Why you will love this opportunity: Amazon is investing heavily in building a world-class advertising business. This team defines and delivers a collection of advertising products that drive discovery and sales. Our solutions generate billions in revenue and drive long-term growth for Amazon’s Retail and Marketplace businesses. We deliver billions of ad impressions, millions of clicks daily, and break fresh ground to create world-class products. We are a highly motivated, collaborative, and fun-loving team with an entrepreneurial spirit - with a broad mandate to experiment and innovate.
Impact and Career Growth: You will invent new experiences and influence customer-facing shopping experiences to help suppliers grow their retail business and the auction dynamics that leverage native advertising; this is your opportunity to work within the fastest-growing businesses across all of Amazon! Define a long-term science vision for our advertising business, driven from our customers' needs, translating that direction into specific plans for research and applied scientists, as well as engineering and product teams. This role combines science leadership, organizational ability, technical strength, product focus, and business understanding.
Key job responsibilities
As a Senior Applied Scientist on this team, you will:
* Be the technical leader in Machine Learning; lead efforts within this team and across other teams.

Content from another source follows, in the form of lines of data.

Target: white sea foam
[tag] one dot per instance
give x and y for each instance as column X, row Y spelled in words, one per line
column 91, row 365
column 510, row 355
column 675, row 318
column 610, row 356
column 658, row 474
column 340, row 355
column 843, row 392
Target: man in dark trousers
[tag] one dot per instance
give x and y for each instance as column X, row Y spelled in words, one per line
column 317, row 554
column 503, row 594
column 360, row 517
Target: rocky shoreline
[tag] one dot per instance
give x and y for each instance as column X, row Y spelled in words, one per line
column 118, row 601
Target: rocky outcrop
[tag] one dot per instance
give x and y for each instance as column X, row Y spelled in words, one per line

* Perform hands-on analysis and modeling of enormous data sets to develop insights that increase traffic monetization and merchandise sales, without compromising the shopper experience.
* Drive end-to-end Machine Learning projects that have a high degree of ambiguity, scale, complexity.

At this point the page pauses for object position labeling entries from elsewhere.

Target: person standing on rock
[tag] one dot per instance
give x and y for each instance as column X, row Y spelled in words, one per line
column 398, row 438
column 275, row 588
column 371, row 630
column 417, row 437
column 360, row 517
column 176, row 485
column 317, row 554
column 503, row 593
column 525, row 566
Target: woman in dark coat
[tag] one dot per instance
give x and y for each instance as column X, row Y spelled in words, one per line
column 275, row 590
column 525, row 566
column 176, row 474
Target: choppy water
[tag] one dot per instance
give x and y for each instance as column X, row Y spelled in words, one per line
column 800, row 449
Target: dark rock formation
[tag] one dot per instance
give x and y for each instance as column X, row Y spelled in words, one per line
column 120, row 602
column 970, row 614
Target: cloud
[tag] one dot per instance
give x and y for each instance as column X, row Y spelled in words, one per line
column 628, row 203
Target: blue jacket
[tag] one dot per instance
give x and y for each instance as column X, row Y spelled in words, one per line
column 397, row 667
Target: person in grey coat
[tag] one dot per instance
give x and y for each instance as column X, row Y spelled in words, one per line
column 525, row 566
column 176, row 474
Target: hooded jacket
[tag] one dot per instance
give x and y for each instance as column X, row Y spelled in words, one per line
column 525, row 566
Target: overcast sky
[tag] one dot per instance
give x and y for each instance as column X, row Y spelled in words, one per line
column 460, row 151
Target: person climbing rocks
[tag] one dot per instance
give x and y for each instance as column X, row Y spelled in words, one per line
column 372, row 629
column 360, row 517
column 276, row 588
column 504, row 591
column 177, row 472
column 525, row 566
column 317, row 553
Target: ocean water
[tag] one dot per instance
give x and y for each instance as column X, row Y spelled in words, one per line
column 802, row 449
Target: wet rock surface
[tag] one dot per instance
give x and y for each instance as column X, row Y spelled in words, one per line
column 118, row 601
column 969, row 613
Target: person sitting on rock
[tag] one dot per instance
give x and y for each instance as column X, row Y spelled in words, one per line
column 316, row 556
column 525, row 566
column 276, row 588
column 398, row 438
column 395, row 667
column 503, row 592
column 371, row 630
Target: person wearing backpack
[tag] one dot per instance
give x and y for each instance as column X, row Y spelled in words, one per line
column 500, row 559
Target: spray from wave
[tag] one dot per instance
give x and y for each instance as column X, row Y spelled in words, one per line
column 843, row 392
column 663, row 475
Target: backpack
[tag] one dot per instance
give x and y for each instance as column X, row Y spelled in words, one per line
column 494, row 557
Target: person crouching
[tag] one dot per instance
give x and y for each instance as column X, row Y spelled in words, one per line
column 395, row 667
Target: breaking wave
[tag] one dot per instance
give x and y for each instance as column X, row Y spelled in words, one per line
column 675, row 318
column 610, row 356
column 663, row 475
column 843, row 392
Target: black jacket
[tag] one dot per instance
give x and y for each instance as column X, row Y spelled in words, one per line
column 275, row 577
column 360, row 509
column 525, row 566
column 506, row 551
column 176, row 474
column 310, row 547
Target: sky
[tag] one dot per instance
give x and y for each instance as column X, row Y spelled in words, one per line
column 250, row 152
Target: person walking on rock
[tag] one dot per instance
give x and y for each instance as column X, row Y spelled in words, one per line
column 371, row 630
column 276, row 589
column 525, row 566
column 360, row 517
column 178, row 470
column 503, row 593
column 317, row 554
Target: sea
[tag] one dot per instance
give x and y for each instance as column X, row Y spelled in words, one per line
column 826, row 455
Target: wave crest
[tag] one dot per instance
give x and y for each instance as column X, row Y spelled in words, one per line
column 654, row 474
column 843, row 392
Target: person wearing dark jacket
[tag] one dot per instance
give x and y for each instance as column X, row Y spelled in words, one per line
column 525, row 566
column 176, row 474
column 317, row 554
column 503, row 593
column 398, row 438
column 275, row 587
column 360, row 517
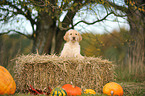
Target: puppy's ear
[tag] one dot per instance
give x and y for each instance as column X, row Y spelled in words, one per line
column 66, row 36
column 80, row 37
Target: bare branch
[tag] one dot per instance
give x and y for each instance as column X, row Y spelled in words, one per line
column 18, row 32
column 82, row 21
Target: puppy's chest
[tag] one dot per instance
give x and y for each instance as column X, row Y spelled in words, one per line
column 73, row 48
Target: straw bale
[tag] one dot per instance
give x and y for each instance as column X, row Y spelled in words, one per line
column 42, row 71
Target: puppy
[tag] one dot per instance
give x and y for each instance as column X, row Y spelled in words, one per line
column 71, row 47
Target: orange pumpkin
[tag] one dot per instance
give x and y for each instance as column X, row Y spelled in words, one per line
column 7, row 83
column 112, row 89
column 72, row 90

* Build machine learning models, perform proof-of-concept, experiment, optimize, and deploy your models into production; work closely with software engineers to assist in productionizing your ML models.
* Run A/B experiments, gather data, and perform statistical analysis.
* Establish scalable, efficient, automated processes for large-scale data analysis, machine-learning model development, model validation and serving.
* Research new and innovative machine learning approaches.
* Recruit Applied Scientists to the team and provide mentorship.